2.ª - Se, em face dos factos que se tiverem como provados, deve ser aumentado o montante indemnizatório atribuído à ora Apelante.

II - Fundamentação:

A) - Na sentença da 1.ª Instância consignou-se o seguinte relativamente à matéria de facto:

B) - Impugnação da matéria de facto.

A Apelante insurge-se contra a circunstância de não ter sido incluída nos factos provados a matéria que veio a ser vertida nas alíneas a) b) e c) do elenco dos factos não provado, bem assim como - apesar de documento algum ter junto para provar tal facto - que “é era associada da ANTRAM”, sendo que, no seu entender, tal matéria seria de dar como provada, se tivesse sido feita uma correcta apreciação da prova, designadamente, do documento nº 5 (“print” de mensagem de correio electrónico) e dos depoimentos das testemunhas ...

Estabelece o artº 662º, nº 1, do NCPC, que a Relação “deve alterar a decisão proferida sobre a matéria de facto, se os factos tidos como assentes, a prova produzida ou um documento superveniente impuserem decisão diversa.”.

Efectivamente, a decisão do Tribunal de 1.ª Instância sobre matéria de facto é susceptível de ser alterada pela Relação, tendo, para esse efeito, o recorrente que pretenda impugnar tal decisão socorrendo-se da gravação dos depoimentos prestados na audiência, de especificar, sob pena de rejeição, “Os concretos pontos de facto que considera incorretamente julgados” (artº 640º, nº 1, a), do NCPC, que corresponde ao art.º 685-B, nº 1, a), do CPC), bem como “Os concretos meios probatórios, constantes do processo ou de registo ou gravação nele realizada, que impunham decisão sobre os pontos da matéria de facto impugnados diversa da recorrida” (artº 640º, nº 1, b), do NCPC, que corresponde ao art.º 685-B, nº 1, b), do CPC).

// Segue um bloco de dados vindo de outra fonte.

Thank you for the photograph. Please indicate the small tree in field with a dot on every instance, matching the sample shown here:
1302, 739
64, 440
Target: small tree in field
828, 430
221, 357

Sob pena de rejeição do recurso respeitante à alteração da matéria de facto, também se exige ao Recorrente que especifique “a decisão que, no seu entender, deve ser proferida sobre as questões de facto impugnadas.” (artº 640, nº 1, c), do NCPC).

Por outro lado, ao Recorrente, quando os meios probatórios invocados como fundamento do erro na apreciação das provas tenham sido gravados - v.g., quanto às declarações das partes e dos peritos, bem assim como quanto aos depoimentos das testemunhas -, caberá, sob pena de imediata rejeição do recurso na parte respectiva, indicar com exatidão as passagens da gravação em que se funda o seu recurso, sem prejuízo de poder proceder à transcrição dos excertos que considere relevantes (nº 2, a), do artº 640º do NCPC, que corresponde ao n.º 2 do art.º 685-B do CPC).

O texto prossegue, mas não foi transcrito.